The name derives from Charles Huchet de la Bédoyère, Comte de Viarmes, who served as Prévôt des Marchands — effectively the mayor of Paris — from 1758 to 1764 and was directly responsible for the construction of the Bourse au Blé, the great circular grain market that Rue de Viarmes encircles. His name was given to the street that rings the building he commissioned, creating a perfect symmetry between the administrator, his building and the street that orbits it.

1. The Bourse de Commerce and Its Extraordinary History

The Bourse de Commerce — whose circular form determines the circular form of Rue de Viarmes — was constructed between 1763 and 1769 to designs by Nicolas Le Camus de Mézières as a purpose-built grain market. Its circular form was adapted from ancient models and was ideal for a market where buyers and sellers could circulate continuously around the central display floor.

The building was subsequently given a pioneering cast-iron and glass dome designed by François-Joseph Bélanger — one of the most technically innovative structures in France, anticipating by decades the iron-and-glass architecture of the great railway stations. Most recently, it was converted into the home of the Pinault Collection by Tadao Ando, who inserted a new cylindrical drum of raw concrete within the historic circular shell, creating one of the most discussed museum interiors in recent European architectural history.

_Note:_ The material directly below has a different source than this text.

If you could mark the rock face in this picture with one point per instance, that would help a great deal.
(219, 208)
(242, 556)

2. The Geometry of the Street

The experience of walking along Rue de Viarmes is unlike any other street experience in the 1st arrondissement. The street curves continuously, following the circumference of the building at its centre. This geometric specificity gives the address an identity that is immediately recognisable and entirely its own — a street not simply on a block but in a figure-and-ground relationship of unusual intimacy with its landmark building.

3. Urban Context

Rue de Viarmes forms a complete circle around the Bourse de Commerce building in the 1st arrondissement, with connections to the Rue du Louvre and the Rue Coquillière. The street is served by the Châtelet-Les Halles and Louvre-Rivoli metro stations.

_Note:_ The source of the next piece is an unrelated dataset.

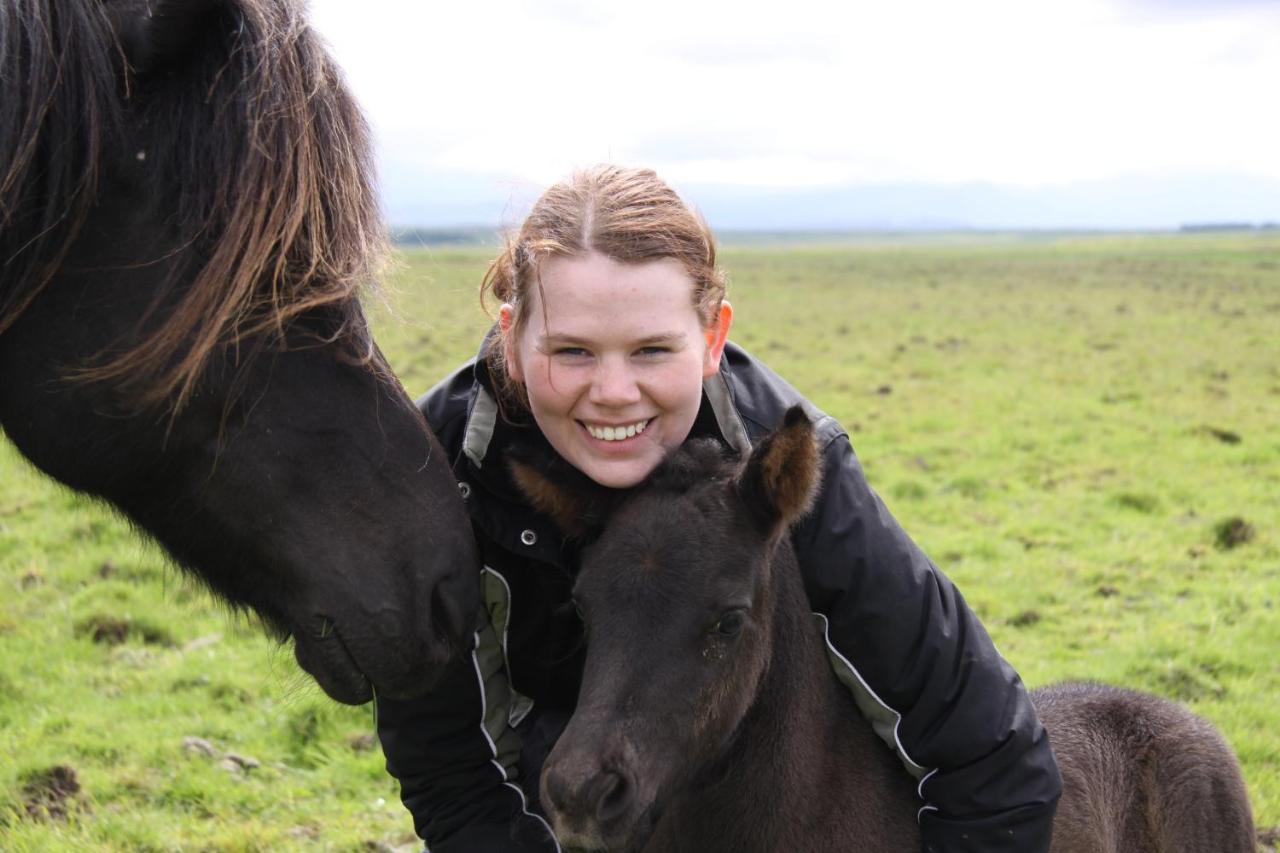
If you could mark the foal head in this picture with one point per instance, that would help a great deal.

4. The Residential Market and Property Prices

The residential market is shaped by the extraordinary proximity to the Pinault Collection and the geometric uniqueness of the address:

- €15,000 to €19,000 per m² for standard apartments on the outer ring

- €19,000 to €24,000 per m² for renovated properties with quality finishes

- €24,000 per m² and above for exceptional properties with views of the Bourse dome

Rue de Viarmes is the only circular street in this area of central Paris — a street whose geometry is determined entirely by the building it encircles, and whose history connects the eighteenth-century grain trade, the nineteenth-century commodity exchange and the twenty-first-century art museum in a single continuous address in the 1st arrondissement.